La construction Européenne est d’apparence libérale. Néanmoins nous constatons des dérives fort inquiétantes qui nous dirigent vers plus d’inégalité, plus de pauvreté, moins de protection sociale. Alors est apparu un néologisme étrange : le Neo-libéralisme (pour ses supporters) ou l’Ultra-libéralisme (pour ses détracteurs). Nous parlons des « excès » du libéralisme.

S’agit-il vraiment de libéralisme? Adam Smith, le père des théories libérales, défini le marché comme une entité qui a une existence propre et est censée réguler de façon harmonieuse les échanges économiques au sein de la société (The Wealth of Nations – La Richesse des Nations, 1776). Il en trace les lignes et place les conditions de sa mise en oeuvre. On a souvent repris sa formule de « main invisible » pour justifier l’abandon du contrôle de l’état sur les processus économiques. C’est ainsi qu’est définie cette expression par Wikipedia : « Dans le domaine socio-économique, la main invisible est une expression qui désigne la théorie selon laquelle l’ensemble des actions individuelles des acteurs économiques, guidées (par définition) uniquement par l’intérêt personnel de chacun, contribuent à la richesse et au bien commun.« 

En préférant le succès de l’industrie nationale à celui de l’industrie étrangère,…

Or, si l’on relit, dans son contexte, ce qu’entend Adam Smith par « main invisible », on trouve ceci: « En préférant le succès de l’industrie nationale à celui de l’industrie étrangère, il ne pense qu’à se donner personnellement une plus grande sûreté ; et en dirigeant cette industrie de manière à ce que son produit ait le plus de valeur possible, il ne pense qu’à son propre gain ; en cela, comme dans beaucoup d’autres cas, il est conduit par une main invisible à remplir une fin qui n’entre nullement dans ses intentions » C’est ici la SEULE mention de « main invisible » dans La Richesse des Nations.
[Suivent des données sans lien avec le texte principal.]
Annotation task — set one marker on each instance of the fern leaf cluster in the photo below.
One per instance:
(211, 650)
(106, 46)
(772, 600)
Il commence donc par « En préférant le succès de l’industrie nationale à celui de l’industrie étrangère,… ». Pour le fondateur de la théorie libérale, la main invisible est donc un protectionnisme induit par le souhait pour un industriel de favoriser le contexte économique dans lequel il évolue, pour autant que ce système propose des conditions de concurrence uniformes, une liberté d’entreprendre égale, un contexte sociale et fiscal juste et transparent.
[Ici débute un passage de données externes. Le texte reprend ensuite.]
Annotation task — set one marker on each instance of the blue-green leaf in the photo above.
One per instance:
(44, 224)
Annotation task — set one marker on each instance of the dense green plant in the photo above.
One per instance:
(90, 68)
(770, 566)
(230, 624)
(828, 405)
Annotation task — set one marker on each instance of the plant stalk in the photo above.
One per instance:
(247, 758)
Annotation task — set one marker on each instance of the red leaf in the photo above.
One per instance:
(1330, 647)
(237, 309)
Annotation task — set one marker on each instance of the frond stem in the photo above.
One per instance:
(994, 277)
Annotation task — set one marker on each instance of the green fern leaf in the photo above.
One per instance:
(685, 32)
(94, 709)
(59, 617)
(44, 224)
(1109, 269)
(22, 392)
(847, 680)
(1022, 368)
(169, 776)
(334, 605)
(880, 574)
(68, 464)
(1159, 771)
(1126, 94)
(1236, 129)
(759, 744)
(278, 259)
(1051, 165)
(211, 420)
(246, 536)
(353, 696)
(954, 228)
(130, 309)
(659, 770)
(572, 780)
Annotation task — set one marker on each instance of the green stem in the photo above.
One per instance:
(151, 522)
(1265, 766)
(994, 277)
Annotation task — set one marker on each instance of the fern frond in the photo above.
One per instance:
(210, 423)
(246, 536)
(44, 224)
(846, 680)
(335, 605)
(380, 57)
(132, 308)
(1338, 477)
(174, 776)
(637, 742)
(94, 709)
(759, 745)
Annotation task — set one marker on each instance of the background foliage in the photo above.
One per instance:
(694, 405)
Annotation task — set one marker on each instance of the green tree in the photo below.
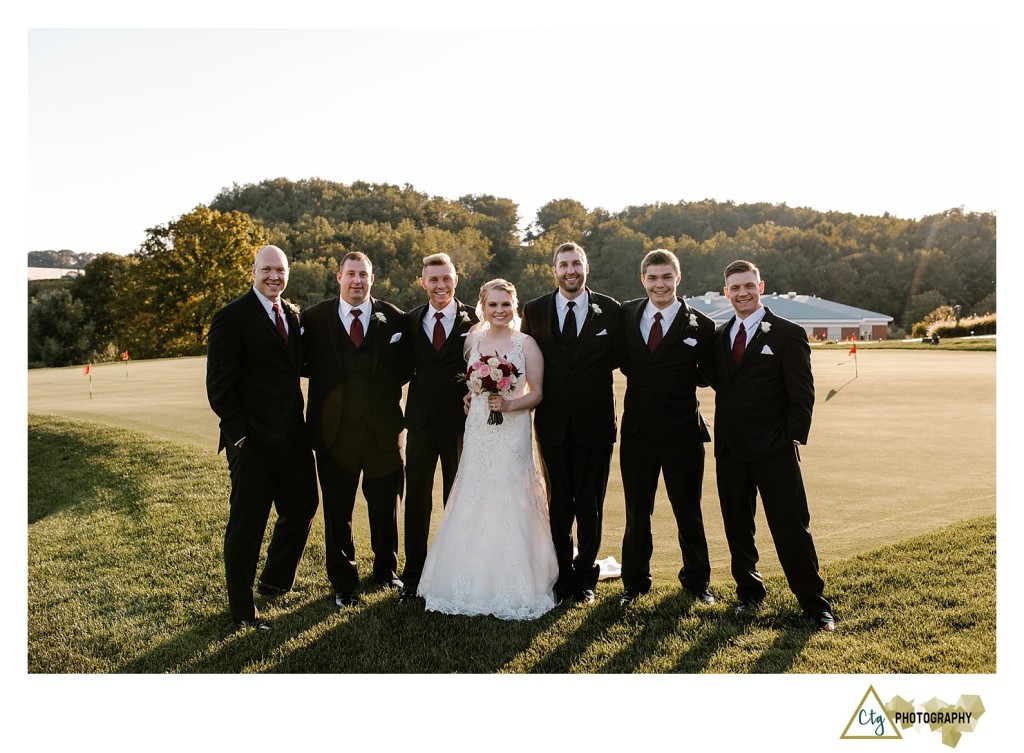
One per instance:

Adam Smith n’avait visiblement pas pensé à l’apparition des « Multinationales ».  C’est là que le bas blesse : les conditions de développement du libéralisme sont donc bafouées par un capitalisme supra-national, qui se libère des conditions, parfois contraignante, de la « main invisible ». Main qui mériterait de devenir bel et bien visible.

Notre souhait d’augmenter les relations économiques entre les pays a permis de souder les intérêts de ces pays et rendu la guerre entre eux « sans intérêt » : personne n’a intérêt à entrer en guerre, nous aurions trop à y perdre. La contrepartie a été la possibilité de fusionner des entreprises, puis d’en créer de nouvelles, par delà des frontières nationales devenues, au sein de l’Union Européenne, inutiles, et ailleurs, plus ou moins poreuses aux flux économiques.
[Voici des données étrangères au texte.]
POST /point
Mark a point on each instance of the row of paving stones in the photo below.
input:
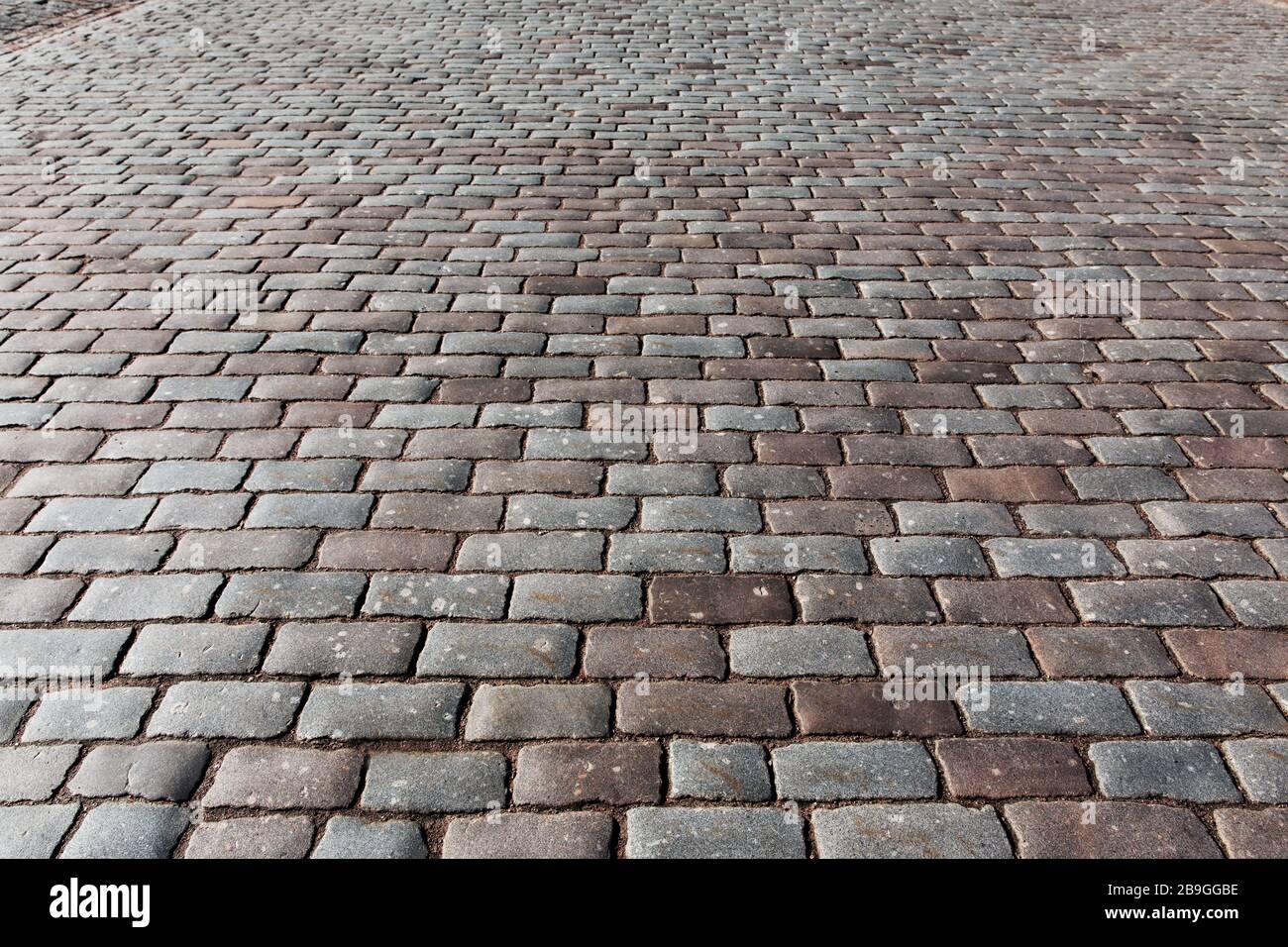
(709, 599)
(619, 774)
(657, 707)
(626, 776)
(558, 651)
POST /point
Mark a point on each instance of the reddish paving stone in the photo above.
(1222, 654)
(1108, 830)
(1252, 832)
(1100, 652)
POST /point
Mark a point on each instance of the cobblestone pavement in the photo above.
(326, 337)
(21, 21)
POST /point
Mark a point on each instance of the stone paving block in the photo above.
(128, 830)
(1147, 602)
(702, 709)
(1261, 767)
(871, 709)
(717, 599)
(883, 770)
(88, 650)
(1119, 830)
(269, 836)
(1100, 652)
(353, 838)
(712, 832)
(1069, 707)
(31, 774)
(1052, 558)
(540, 512)
(227, 709)
(1185, 710)
(437, 595)
(111, 712)
(867, 599)
(1017, 600)
(575, 598)
(1197, 558)
(1260, 604)
(34, 831)
(1252, 832)
(145, 598)
(107, 553)
(192, 650)
(290, 595)
(529, 835)
(571, 774)
(797, 554)
(13, 706)
(925, 830)
(37, 599)
(503, 711)
(653, 652)
(1003, 651)
(1005, 767)
(498, 650)
(380, 711)
(789, 651)
(434, 783)
(275, 777)
(721, 772)
(320, 650)
(563, 552)
(1231, 654)
(927, 556)
(241, 551)
(954, 519)
(673, 552)
(1184, 770)
(156, 771)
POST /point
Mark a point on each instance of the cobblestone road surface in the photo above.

Nous sommes dans un système antilibéral,
ultra-capitaliste et financier

Le résultat est un système ANTILIBÉRAL, au dedans et en dehors des frontières nationales et européennes. Un système Ultra, certes, mais Ultra capitaliste, qui présente tous les aspects des excès du capitalisme: exploitation des mains d’oeuvre les moins chères, donc les moins protégées, les plus malléables et interchangeables, arbitrage entre les pays en fonction de leur conditions fiscales, et entre les marchés en fonction de leurs contraintes réglementaires.

La libération du système bancaire a fini de déborder complètement le système libéral par « l’extension du domaine de l’argent » : l’apparition des produits dérivés boursiers a conduit le capital à se reproduire sans le truchement du travail : la part des profits générés par la spéculation dépasse aujourd’hui ceux générés par l’économie dite « réelle ».

C’est bien de ces excès du capitalisme et de la financiarisation de l’économie dont les peuples souffrent depuis quelques décennies. La « main invisible » ne fonctionne plus, à tout le moins comme il faudrait. Le libéralisme de surface est devenu un outils de rentabilisation des nations par les oligopoles aux revenus financiers démesurés. Par la force des choses, ils s’établissent là où les conditions de profit sont les meilleures, faisant, sans le vouloir, pression sur les gouvernements pour une mieux-disance fiscale et une moins-disance sociale ou écologique.

Ainsi, les entreprises du CAC-40 payent en moyenne moins de 10% d’impôts sur le bénéfice de ce que paient les entreprises non Multinationales, et emploient une majorité d’employées en dehors des frontières françaises. Elles ont des revenus financiers parfois supérieurs aux revenus de leur activité propre.

La prise en main des grands médias dans les pays occidentaux par les plus grandes entreprises n’est ni le fait d’un improbable complot ou d’une imaginaire volonté hégémonique, mais d’un simple calcul « marketing ». Dans un monde de communication, il est une « best practice » de maîtriser les informations diffusées vers le client. Dans ce contexte, la possession d’un média est un atout considérable, sans arrière-pensées. La réussite d’une entreprise étant directement liée à son image de marque (le « branding »), un élément essentiel de bonne gestion de ces grandes entreprises est de savoir orienter les goûts et habitudes, donc les pensées, des consommateurs, et au delà, rassurer les investisseurs et les actionnaires.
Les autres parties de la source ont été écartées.